Albert ne manqua point de profiter des droits que lui donnait l’ancienne affection de M. de Montvilliers pour sa mère, en demandant la permission d’aller quelquefois lui parler d’elle. Le président répondit qu’il serait toujours très-flatté de le recevoir, et ils se séparèrent fort contents l’un de l’autre.

Absorbée dans ses réflexions, Ermance n’avait rien entendu de cette conversation ; toute à l’idée qu’Adhémar allait voir pour la première fois cet enfant qu’elle osait à peine nommer devant lui, elle ressentait une égale honte en pensant qu’il allait peut-être le caresser avec confiance ou le repousser avec colère. Un sentiment indéfinissable lui faisait craindre de voir l’homme qu’elle aimait, qu’elle honorait le plus, remplir aux yeux d’un autre, aux siens même, le rôle d’une dupe, et sa fierté pour son mari l’emportait alors sur la crainte de lui voir pénétrer son secret. Hors d’état de dissimuler le tourment où ces contradictions, ces terreurs plongeaient son esprit, elle prétexta la fa’igue de la journée pour se retirer chez elle avant l’arrivée d’Adhémar et de son ami.

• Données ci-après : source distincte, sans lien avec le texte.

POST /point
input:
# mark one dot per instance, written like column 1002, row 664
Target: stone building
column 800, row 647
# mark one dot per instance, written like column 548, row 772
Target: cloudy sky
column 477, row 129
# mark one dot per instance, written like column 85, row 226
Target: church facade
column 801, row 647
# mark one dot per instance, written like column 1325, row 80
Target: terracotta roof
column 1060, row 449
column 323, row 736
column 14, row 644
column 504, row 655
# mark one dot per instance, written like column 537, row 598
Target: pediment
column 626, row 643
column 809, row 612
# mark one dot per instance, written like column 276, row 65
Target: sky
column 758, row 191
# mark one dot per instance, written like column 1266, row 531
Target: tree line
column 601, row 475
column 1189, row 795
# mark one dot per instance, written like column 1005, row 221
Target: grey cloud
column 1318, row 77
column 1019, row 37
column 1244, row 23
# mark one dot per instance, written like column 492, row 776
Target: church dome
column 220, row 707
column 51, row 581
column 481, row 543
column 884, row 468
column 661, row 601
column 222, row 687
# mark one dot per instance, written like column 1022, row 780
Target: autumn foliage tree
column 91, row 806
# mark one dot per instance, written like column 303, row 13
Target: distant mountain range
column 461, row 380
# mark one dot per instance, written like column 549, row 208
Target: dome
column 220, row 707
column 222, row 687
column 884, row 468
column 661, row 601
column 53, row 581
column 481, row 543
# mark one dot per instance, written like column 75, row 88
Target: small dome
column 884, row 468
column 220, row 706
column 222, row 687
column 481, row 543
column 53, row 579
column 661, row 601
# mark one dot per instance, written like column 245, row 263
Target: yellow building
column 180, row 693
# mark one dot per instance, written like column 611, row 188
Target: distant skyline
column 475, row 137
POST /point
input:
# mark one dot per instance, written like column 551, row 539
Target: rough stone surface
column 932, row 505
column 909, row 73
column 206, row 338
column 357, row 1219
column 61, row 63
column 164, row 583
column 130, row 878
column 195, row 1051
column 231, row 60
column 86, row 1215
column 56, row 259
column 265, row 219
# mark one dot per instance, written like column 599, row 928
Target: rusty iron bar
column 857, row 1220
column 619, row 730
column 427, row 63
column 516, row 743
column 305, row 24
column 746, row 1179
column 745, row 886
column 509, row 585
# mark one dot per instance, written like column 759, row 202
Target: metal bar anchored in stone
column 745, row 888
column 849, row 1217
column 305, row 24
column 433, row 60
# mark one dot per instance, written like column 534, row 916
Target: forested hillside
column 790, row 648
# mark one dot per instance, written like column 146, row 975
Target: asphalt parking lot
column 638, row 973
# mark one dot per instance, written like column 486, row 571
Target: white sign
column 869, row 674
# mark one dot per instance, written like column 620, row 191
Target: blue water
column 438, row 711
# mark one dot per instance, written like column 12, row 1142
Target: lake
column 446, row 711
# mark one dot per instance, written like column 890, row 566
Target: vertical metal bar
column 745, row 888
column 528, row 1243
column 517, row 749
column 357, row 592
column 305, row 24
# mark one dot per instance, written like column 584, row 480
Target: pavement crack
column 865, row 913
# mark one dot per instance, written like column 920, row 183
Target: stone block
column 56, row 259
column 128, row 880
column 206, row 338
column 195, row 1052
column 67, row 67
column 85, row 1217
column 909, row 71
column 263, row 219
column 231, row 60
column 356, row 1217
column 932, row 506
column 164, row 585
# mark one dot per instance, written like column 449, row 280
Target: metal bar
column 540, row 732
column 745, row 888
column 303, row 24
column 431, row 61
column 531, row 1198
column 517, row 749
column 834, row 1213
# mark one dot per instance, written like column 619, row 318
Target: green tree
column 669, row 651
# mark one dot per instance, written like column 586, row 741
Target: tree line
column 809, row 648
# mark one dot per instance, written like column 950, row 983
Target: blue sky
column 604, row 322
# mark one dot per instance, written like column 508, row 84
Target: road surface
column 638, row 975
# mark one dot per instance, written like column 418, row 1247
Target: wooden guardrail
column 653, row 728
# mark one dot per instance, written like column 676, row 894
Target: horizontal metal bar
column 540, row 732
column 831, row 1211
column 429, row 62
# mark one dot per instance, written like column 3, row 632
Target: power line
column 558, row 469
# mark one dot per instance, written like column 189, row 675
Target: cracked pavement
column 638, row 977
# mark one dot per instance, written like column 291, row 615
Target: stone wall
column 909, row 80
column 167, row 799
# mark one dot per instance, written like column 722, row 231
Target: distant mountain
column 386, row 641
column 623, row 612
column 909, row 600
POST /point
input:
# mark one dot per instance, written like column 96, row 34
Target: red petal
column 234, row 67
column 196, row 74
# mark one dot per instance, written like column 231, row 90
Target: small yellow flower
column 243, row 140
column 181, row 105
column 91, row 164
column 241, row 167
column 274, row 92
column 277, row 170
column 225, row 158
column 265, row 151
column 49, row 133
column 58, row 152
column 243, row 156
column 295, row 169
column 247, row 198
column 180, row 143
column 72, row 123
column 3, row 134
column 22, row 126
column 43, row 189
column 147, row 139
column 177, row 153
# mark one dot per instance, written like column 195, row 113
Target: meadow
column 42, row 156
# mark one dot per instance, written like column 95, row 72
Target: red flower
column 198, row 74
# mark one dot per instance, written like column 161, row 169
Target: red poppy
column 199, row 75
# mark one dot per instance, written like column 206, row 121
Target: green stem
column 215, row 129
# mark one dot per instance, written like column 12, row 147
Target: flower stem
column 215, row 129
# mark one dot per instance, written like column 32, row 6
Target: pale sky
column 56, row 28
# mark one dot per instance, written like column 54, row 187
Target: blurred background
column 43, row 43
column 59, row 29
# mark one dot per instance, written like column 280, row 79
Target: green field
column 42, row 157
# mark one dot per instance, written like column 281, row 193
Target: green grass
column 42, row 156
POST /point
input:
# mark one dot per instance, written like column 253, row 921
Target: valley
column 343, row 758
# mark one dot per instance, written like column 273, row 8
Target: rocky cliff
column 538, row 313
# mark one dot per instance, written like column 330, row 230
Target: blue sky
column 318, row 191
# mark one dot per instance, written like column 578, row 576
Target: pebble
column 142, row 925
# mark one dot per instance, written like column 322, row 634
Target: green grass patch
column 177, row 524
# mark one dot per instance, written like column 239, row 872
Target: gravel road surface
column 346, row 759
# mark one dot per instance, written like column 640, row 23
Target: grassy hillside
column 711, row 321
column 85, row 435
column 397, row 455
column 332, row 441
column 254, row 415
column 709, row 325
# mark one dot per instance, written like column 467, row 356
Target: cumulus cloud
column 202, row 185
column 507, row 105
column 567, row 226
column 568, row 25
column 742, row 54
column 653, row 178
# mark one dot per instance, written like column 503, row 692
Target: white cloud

Bientôt après elle entendit la voiture qui les amenait. Adhémar fut conduit par le valet de chambre du président dans un appartement qui n’était séparé de celui d’Ermance que par une petite bibliothèque. Elle écouta longtemps le bruit qui venait de ce côté ; elle distingua la voix de Ferdinand qui disait bonsoir à M. de Lorency, et lui souhaitait, en riant, une bonne nuit ; puis des portes se fermèrent l’une après l’autre, et le silence régna dans tout le château.